# Constructing an Enhanced Alpha Model using Momentum, Mean Reversion, and Sentiment Analysis Factors

### Utilizing Momentum 1 Year, Mean Reversion 5 Day Sector Neutral Smoothed, and Overnight Sentiment Smoothed Factors to Improve Investment Performance

The objective of this project is to construct an improved Alpha, which is a measure of investment performance that evaluates returns beyond what could be expected from market movements. To achieve this, we will use a combination of three distinct factors: Momentum 1 Year Factor, Mean Reversion 5 Day Sector Neutral Smoothed Factor, and Overnight Sentiment Smoothed Factor.

The Momentum 1 Year Factor is a measure of a stock's recent performance over a one-year period. This factor identifies stocks that have demonstrated strong returns over the past year and involves buying them with the expectation that they will continue to perform well in the future.

The Mean Reversion 5 Day Sector Neutral Smoothed Factor focuses on identifying stocks that have experienced a recent dip in price and aims to capitalize on their tendency to revert back to their mean price.

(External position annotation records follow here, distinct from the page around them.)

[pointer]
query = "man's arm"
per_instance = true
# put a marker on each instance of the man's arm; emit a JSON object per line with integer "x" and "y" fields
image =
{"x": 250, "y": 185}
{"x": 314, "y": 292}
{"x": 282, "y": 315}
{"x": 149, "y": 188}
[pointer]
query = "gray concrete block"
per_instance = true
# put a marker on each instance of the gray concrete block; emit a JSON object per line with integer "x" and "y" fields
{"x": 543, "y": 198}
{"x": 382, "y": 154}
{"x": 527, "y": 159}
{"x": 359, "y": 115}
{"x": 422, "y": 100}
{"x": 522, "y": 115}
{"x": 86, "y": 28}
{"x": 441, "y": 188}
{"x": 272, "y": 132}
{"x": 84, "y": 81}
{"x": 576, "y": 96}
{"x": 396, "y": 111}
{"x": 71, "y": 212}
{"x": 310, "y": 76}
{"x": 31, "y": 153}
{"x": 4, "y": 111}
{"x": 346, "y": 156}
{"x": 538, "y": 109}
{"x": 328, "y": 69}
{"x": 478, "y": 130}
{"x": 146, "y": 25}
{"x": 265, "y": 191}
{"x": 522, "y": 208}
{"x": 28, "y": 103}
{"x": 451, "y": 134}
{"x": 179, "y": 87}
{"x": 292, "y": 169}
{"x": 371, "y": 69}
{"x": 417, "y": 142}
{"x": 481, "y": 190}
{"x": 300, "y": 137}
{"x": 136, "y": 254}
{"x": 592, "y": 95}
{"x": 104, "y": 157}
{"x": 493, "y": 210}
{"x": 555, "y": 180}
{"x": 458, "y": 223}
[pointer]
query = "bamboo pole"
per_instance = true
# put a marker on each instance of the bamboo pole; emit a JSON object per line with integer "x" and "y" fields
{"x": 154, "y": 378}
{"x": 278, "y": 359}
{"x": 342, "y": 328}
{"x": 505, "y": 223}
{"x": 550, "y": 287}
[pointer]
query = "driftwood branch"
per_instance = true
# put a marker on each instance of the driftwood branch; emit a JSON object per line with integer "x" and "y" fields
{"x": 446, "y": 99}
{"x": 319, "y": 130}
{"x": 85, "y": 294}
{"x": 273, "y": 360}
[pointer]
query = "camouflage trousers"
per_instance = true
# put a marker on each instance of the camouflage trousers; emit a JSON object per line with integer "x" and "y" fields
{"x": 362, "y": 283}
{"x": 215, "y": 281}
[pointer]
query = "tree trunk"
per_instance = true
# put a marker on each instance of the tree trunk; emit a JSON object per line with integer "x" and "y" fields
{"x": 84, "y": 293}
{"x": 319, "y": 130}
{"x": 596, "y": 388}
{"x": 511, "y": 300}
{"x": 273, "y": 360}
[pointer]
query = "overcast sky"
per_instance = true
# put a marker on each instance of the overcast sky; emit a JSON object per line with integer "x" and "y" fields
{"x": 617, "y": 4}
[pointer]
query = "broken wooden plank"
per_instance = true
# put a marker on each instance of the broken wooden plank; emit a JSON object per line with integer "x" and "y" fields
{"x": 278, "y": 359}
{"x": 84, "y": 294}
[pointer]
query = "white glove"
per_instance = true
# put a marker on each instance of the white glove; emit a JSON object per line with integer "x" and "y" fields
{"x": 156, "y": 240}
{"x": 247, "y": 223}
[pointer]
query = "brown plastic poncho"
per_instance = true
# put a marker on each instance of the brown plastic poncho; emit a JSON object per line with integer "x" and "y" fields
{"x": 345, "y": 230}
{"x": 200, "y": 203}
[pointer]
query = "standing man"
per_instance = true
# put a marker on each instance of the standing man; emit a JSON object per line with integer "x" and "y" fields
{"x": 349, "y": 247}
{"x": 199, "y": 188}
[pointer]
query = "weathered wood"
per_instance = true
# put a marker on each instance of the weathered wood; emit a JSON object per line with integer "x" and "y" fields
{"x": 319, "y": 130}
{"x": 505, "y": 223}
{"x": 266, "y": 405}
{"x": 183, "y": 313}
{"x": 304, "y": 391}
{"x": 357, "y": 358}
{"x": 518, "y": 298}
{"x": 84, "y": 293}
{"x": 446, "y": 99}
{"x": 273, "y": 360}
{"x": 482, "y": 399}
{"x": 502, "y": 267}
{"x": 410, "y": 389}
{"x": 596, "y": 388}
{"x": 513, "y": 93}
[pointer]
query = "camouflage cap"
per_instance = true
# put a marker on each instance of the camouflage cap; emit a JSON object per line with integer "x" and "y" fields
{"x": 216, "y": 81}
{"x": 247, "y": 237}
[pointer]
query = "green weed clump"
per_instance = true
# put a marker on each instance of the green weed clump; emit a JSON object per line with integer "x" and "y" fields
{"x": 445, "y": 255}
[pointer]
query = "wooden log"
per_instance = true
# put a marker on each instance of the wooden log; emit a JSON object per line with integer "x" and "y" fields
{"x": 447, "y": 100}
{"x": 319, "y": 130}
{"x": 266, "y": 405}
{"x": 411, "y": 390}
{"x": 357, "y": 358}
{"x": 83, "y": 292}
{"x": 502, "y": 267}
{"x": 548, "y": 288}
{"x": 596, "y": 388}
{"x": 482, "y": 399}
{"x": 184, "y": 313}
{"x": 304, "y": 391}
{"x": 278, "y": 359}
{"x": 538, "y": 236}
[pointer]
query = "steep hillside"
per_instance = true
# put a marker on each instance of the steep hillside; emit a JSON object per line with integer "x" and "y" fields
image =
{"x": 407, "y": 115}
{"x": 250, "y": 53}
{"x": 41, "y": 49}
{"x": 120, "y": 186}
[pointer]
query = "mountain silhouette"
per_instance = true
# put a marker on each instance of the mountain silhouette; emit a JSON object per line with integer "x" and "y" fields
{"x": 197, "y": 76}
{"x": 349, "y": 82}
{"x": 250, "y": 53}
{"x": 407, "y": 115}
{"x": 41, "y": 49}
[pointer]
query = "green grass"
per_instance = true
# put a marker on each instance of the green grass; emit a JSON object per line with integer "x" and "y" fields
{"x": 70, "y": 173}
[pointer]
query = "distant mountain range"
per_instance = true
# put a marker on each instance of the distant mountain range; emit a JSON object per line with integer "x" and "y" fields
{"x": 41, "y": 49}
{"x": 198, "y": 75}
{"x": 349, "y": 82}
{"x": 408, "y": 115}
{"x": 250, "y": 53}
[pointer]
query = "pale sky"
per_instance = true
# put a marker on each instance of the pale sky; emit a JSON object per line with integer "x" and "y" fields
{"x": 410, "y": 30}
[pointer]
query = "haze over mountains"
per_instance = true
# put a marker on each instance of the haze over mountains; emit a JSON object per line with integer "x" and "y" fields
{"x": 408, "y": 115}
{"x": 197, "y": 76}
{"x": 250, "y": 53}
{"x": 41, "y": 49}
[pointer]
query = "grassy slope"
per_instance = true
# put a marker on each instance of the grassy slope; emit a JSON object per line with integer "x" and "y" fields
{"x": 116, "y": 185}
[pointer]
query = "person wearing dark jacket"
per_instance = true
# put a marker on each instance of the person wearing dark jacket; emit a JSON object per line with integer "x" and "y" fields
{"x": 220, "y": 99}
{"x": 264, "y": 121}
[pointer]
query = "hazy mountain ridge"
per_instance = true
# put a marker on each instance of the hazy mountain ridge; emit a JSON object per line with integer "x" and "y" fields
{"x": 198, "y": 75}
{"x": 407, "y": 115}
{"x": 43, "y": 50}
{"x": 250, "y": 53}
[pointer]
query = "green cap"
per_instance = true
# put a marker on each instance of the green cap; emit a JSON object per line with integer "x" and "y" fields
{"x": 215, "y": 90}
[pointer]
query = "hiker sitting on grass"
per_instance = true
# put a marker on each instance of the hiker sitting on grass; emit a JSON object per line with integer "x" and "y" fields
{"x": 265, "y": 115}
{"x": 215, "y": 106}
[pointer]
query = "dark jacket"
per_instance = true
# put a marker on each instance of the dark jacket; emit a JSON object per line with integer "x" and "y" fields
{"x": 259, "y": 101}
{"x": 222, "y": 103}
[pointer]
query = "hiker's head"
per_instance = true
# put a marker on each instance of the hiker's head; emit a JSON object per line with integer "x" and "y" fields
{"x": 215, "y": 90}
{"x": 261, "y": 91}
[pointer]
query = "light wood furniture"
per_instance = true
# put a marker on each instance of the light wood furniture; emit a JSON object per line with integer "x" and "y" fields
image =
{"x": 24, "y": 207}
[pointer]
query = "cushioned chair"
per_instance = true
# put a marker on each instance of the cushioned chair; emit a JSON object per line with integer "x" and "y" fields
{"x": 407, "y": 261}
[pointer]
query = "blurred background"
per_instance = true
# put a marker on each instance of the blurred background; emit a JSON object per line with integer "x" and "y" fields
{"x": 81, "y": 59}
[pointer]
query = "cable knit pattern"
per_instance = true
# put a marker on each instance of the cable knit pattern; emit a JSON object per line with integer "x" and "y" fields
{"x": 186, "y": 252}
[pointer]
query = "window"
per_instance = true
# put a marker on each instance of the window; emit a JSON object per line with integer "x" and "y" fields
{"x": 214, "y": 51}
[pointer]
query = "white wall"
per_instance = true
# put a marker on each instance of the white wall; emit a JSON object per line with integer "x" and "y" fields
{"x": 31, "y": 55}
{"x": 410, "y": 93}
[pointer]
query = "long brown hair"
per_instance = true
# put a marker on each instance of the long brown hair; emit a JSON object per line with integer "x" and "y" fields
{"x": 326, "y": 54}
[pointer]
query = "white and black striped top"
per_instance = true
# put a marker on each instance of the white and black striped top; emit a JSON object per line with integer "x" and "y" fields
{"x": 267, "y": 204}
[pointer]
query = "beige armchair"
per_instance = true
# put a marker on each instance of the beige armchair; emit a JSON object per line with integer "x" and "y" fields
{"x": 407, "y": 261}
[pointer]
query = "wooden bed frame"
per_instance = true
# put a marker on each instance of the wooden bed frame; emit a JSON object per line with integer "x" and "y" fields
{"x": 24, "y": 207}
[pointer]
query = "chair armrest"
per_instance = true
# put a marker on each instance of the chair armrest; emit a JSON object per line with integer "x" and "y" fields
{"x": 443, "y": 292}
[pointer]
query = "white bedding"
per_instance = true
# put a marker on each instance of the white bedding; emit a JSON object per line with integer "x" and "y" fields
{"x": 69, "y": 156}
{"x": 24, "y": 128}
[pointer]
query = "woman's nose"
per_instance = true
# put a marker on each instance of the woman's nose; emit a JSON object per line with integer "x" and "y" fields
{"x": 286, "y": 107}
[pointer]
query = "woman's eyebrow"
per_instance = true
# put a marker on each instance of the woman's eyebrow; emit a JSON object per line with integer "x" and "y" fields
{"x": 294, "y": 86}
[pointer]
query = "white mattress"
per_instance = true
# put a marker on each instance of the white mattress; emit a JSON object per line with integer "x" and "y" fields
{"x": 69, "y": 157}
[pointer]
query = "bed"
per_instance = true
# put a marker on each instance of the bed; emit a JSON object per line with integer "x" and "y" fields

This factor is sector-neutral, which means that it is not biased towards any specific industry or sector, making it easier to use in diversified portfolios. Additionally, this factor is smoothed to reduce noise and make it easier to interpret.

The Overnight Sentiment Smoothed Factor analyzes news and social media sentiment to identify stocks that are likely to have positive price movements in the following day's trading session. This factor uses natural language processing techniques to analyze large amounts of data and smooths the results to reduce noise and increase accuracy.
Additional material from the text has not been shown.